带有 pycaret 的时间序列挂在比较模型中

问题描述 投票:0回答:1

我正在尝试使用 pycaret autoML 包使用 google colab 中以下链接parts_revenue_data中的数据进行时间序列预测。当我尝试比较模型并找到最好的模型时,代码挂起并保持在 20%。

代码可以在下面找到

# Only enable critical logging (Optional)
import os
os.environ["PYCARET_CUSTOM_LOGGING_LEVEL"] = "CRITICAL"

def what_is_installed():
    from pycaret import show_versions
    show_versions()

try:
    what_is_installed()
except ModuleNotFoundError:
   !pip install pycaret
   what_is_installed()

import pandas as pd
import numpy as np
import pycaret
pycaret.__version__ # 3.1.0

df = pd.read_csv('parts_revenue.csv', delimiter=';')

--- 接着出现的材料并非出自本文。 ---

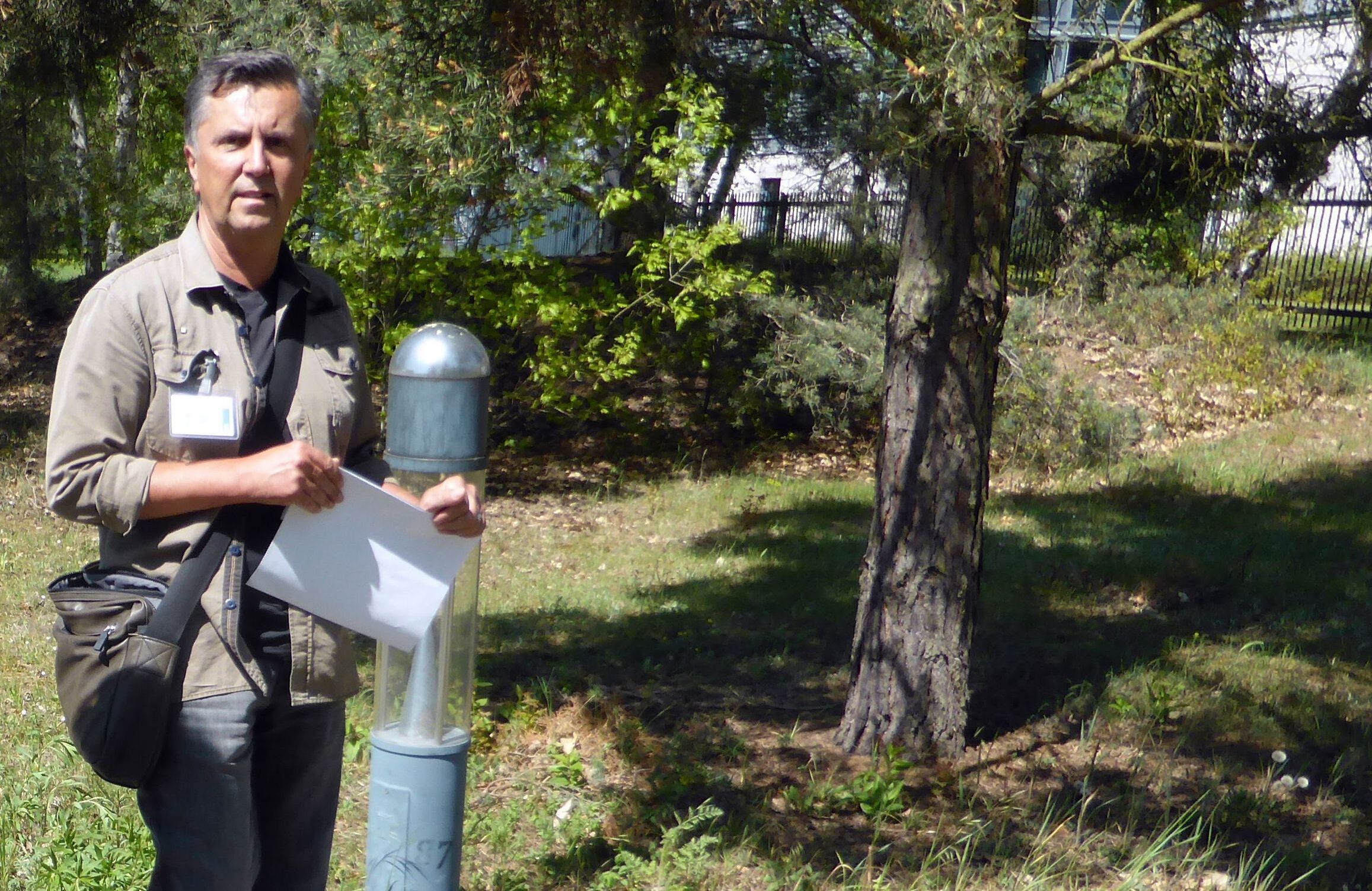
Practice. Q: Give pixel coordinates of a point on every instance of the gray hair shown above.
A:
(247, 68)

from pycaret.utils.time_series import clean_time_index

cleaned = clean_time_index(data=df,
                           index_col='Posting Date',
                           freq='D')

# Verify the resulting DataFrame
print(cleaned.head(n=50))

# parts['MA12'] = parts['Parts Revenue'].rolling(12).mean()


# import plotly.express as px
# fig = px.line(parts, x="Posting Date", y=["Parts Revenue", 
#                "MA12"], template = 'plotly_dark')
# fig.show()

import time
import numpy as np

from pycaret.time_series import *

# We want to forecast the next 12 days of data and we will use 3 
# fold cross-validation to test the models.
fh = 12 # or alternately fh = np.arange(1,13)
fold = 3

# Global Figure Settings for notebook ----
# Depending on whether you are using jupyter notebook, jupyter lab, 
# Google Colab, you may have to set the renderer appropriately
# NOTE: Setting to a static renderer here so that the notebook 
# saved size is reduced.
fig_kwargs = {
              # "renderer": "notebook",
              "renderer": "png",
              "width": 1000,
              "height": 600,
             }

"""## EDA"""

eda = TSForecastingExperiment()
eda.setup(cleaned,
          fh=fh,
          numeric_imputation_target = 0,
          fig_kwargs=fig_kwargs
        )

eda.plot_model()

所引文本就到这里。